Right lower abdominal pain with fever, nausea and vomiting may indicate appendicitis. Sharp upper right pain after meals with nausea can suggest gallstones.
- Quick checklist: note timing of contractions, which side the pain is on and any extra symptoms.
- Ring NHS 111, the maternity unit or your midwife if unsure — better to get assessed early.
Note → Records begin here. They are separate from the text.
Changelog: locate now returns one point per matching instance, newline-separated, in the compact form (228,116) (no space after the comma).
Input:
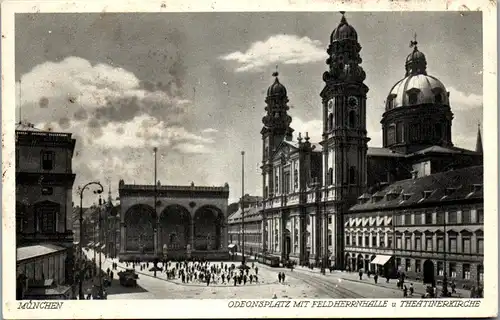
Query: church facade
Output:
(312,191)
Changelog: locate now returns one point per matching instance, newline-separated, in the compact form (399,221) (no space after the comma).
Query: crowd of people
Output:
(199,271)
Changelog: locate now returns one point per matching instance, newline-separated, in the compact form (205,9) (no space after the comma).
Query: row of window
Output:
(352,121)
(440,267)
(466,243)
(248,237)
(47,160)
(413,98)
(427,218)
(395,132)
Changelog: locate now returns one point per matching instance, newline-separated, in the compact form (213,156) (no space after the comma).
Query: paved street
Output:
(299,284)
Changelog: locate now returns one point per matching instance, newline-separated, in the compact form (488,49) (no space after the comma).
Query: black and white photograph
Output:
(250,155)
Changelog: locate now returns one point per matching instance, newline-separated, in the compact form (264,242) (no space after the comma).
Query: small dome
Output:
(416,90)
(343,31)
(415,56)
(276,89)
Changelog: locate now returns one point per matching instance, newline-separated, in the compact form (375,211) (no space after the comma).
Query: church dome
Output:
(417,87)
(276,89)
(343,31)
(417,90)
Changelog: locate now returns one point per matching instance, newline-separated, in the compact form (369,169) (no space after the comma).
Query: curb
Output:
(198,285)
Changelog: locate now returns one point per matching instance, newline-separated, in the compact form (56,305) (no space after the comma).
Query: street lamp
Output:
(98,191)
(155,225)
(243,206)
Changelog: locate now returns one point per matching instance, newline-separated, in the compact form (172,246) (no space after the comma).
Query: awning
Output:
(380,259)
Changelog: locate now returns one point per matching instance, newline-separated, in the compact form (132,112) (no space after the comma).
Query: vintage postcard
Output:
(259,159)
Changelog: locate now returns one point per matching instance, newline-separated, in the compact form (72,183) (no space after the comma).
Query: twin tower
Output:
(344,137)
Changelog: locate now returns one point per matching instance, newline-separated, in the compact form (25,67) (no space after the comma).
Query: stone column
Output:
(191,235)
(123,231)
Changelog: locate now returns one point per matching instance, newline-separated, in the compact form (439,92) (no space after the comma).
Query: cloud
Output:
(314,128)
(287,49)
(74,89)
(115,118)
(463,101)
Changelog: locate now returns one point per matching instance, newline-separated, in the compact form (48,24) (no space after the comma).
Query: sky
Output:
(194,84)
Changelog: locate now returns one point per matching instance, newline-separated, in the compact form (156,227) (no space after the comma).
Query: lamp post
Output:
(155,226)
(98,191)
(243,206)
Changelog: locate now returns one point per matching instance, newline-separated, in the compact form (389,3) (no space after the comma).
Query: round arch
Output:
(46,216)
(175,228)
(139,234)
(359,261)
(208,223)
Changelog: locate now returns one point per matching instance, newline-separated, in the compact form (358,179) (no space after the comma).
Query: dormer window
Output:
(426,194)
(330,121)
(477,187)
(412,98)
(438,95)
(390,102)
(450,191)
(391,195)
(438,98)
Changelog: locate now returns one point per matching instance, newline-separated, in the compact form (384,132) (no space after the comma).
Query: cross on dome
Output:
(413,43)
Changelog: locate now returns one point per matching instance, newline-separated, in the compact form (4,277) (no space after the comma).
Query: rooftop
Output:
(460,184)
(38,250)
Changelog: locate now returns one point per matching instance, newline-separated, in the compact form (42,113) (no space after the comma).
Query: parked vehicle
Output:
(128,278)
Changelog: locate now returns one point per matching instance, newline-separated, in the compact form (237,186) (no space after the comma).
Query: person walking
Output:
(453,287)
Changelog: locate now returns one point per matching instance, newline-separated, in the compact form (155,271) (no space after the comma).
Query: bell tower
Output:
(345,141)
(276,129)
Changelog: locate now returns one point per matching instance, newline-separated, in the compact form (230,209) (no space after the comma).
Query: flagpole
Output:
(243,206)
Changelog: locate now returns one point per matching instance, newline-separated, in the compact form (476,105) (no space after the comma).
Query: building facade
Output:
(189,221)
(249,237)
(312,192)
(44,212)
(422,227)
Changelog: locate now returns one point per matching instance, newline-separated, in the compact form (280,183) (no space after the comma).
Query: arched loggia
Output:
(208,224)
(139,221)
(175,228)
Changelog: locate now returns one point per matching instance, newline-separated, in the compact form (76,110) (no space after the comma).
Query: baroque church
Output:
(310,188)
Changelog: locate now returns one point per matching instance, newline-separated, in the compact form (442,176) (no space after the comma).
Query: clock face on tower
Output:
(352,103)
(330,105)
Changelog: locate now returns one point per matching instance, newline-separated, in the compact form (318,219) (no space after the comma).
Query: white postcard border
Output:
(220,308)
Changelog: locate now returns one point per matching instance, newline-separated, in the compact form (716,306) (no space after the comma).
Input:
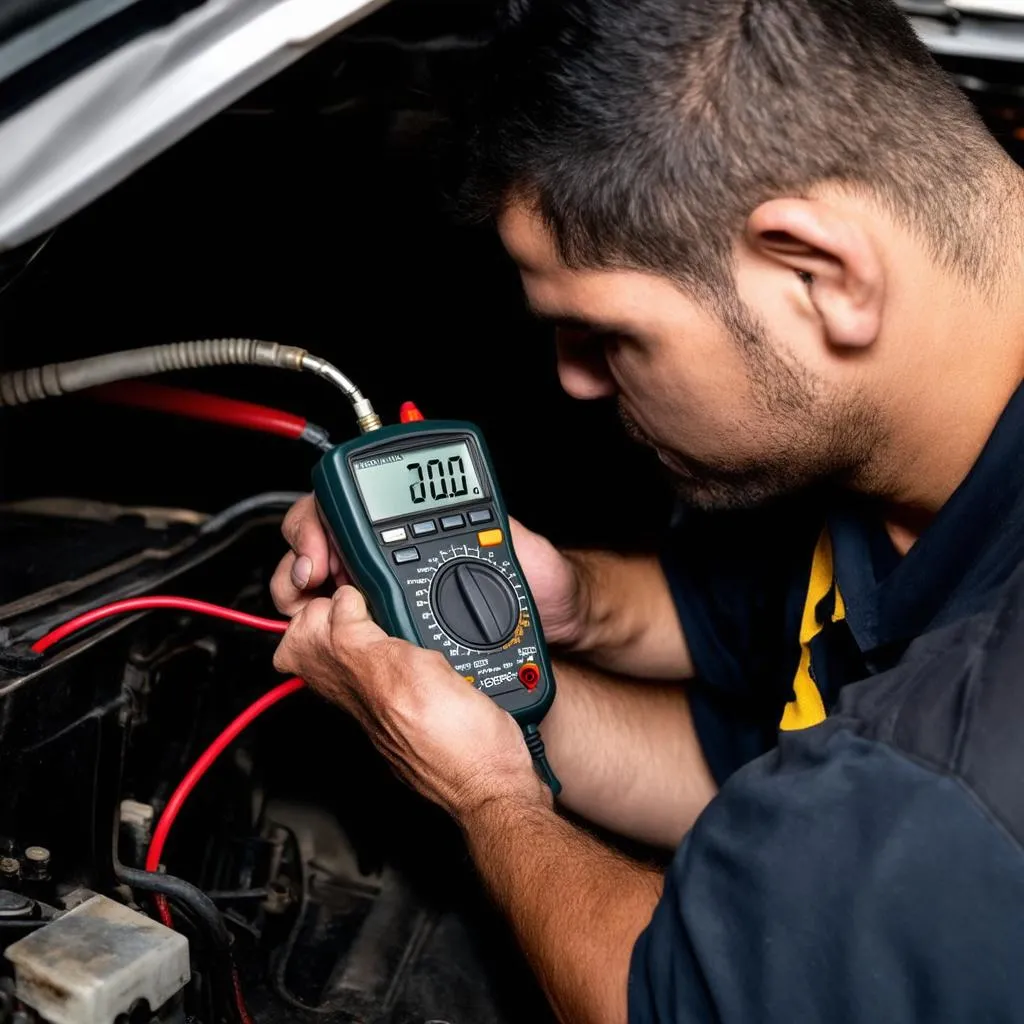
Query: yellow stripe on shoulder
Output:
(807,708)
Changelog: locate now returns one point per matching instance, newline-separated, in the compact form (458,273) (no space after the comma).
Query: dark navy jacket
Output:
(867,868)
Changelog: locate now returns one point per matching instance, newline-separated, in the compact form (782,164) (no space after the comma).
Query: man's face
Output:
(735,417)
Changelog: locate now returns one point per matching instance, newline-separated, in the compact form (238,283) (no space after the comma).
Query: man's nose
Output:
(583,369)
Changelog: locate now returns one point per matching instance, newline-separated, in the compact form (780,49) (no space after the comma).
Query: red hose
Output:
(199,769)
(198,406)
(148,603)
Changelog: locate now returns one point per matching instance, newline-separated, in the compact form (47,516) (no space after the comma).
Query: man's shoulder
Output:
(954,704)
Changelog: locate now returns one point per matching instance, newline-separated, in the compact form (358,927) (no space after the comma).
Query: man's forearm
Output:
(577,906)
(628,620)
(627,754)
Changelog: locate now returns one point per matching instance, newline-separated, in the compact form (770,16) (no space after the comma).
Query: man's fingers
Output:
(305,536)
(288,599)
(351,627)
(307,635)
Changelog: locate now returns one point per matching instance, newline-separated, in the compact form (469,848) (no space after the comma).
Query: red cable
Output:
(214,751)
(199,769)
(198,406)
(185,786)
(147,603)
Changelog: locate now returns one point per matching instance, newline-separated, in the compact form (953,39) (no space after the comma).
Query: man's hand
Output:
(452,743)
(552,577)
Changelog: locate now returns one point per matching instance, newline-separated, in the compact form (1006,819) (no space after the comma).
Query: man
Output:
(780,237)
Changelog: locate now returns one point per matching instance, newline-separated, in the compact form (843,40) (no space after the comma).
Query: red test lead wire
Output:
(199,406)
(150,603)
(196,773)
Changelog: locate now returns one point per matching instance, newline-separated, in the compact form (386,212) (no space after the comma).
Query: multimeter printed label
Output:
(458,569)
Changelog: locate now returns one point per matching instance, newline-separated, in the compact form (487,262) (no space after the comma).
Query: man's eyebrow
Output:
(570,321)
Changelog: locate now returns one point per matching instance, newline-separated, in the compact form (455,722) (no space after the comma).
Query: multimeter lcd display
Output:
(403,483)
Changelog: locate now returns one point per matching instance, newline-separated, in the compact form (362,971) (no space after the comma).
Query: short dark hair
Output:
(646,131)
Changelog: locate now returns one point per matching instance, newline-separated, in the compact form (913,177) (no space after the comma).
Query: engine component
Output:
(98,962)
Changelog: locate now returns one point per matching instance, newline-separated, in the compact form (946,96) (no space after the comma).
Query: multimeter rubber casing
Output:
(444,578)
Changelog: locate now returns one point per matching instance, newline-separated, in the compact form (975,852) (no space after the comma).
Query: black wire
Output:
(226,895)
(204,912)
(536,747)
(200,905)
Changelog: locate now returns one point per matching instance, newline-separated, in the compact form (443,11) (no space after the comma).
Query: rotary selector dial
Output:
(474,603)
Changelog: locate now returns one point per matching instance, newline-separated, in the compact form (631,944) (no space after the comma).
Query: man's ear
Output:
(834,255)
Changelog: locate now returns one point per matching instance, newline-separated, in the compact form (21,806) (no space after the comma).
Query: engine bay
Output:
(314,212)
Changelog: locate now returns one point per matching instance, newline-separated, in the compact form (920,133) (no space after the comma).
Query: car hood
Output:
(95,89)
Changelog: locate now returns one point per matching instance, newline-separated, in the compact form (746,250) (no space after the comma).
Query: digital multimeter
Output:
(419,523)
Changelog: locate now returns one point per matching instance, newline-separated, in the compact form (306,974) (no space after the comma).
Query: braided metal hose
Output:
(20,386)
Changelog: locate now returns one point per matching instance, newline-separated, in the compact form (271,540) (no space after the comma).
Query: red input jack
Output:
(529,675)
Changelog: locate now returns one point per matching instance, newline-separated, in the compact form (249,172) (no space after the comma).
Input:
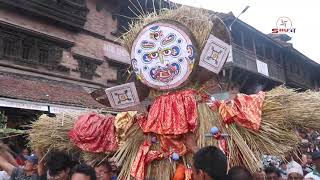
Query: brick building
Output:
(54,53)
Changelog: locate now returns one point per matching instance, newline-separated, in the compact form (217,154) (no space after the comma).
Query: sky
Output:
(263,15)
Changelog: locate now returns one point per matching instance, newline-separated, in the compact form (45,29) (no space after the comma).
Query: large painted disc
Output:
(163,55)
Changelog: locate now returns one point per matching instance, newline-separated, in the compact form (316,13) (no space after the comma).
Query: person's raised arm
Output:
(41,168)
(5,162)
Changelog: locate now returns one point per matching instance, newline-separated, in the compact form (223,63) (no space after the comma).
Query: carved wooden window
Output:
(10,47)
(69,13)
(44,54)
(87,66)
(27,46)
(31,50)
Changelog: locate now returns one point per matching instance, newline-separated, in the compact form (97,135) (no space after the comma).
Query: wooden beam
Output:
(254,46)
(242,38)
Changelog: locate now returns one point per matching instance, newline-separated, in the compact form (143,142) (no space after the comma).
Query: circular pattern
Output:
(167,51)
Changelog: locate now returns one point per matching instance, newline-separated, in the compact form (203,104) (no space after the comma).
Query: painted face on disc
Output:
(163,56)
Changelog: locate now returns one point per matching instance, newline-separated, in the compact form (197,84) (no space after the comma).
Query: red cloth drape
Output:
(94,133)
(245,110)
(144,157)
(172,114)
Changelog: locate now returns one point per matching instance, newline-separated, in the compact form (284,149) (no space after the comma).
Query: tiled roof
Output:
(45,91)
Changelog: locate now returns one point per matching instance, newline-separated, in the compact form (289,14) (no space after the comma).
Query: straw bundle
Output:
(197,21)
(207,119)
(49,133)
(247,147)
(303,109)
(126,154)
(292,109)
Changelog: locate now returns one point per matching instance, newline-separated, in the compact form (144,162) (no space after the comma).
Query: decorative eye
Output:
(167,52)
(153,55)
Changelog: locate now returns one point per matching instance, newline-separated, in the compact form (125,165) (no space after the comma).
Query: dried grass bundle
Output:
(196,20)
(207,119)
(126,154)
(161,169)
(303,109)
(49,133)
(247,147)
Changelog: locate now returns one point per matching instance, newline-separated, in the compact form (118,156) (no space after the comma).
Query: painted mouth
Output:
(165,74)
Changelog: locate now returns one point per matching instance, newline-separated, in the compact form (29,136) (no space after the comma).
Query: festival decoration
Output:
(159,143)
(163,55)
(214,54)
(123,96)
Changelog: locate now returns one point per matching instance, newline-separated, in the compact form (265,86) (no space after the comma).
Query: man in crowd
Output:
(260,175)
(58,165)
(272,173)
(103,171)
(239,173)
(209,163)
(9,165)
(316,161)
(295,171)
(83,172)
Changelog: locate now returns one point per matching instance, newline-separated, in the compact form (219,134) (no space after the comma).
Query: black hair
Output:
(57,161)
(239,173)
(272,169)
(105,164)
(84,169)
(212,161)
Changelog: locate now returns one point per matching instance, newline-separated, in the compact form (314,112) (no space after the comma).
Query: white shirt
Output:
(311,175)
Round ligament pain usually eases with rest and warmth and does not cause bleeding, fever or ongoing vomiting; the presence of those signs needs escalation.
Conclusion
Conclusion
Many episodes of brief lower abdominal pain are due to normal changes in how the body supports the growing baby. Round ligament pain and similar ligament pain often improve with simple self-care and time.
Move more slowly, support the bump when changing position and use warmth on the area to ease discomfort. Adopt supportive resting positions and keep gentle activity and posture checks as part of daily care.
Most causes are not dangerous. However, act quickly for concerning signs such as contractions before term, bleeding or reduced baby movements. Clear information about symptoms helps health teams give prompt advice and reassurance.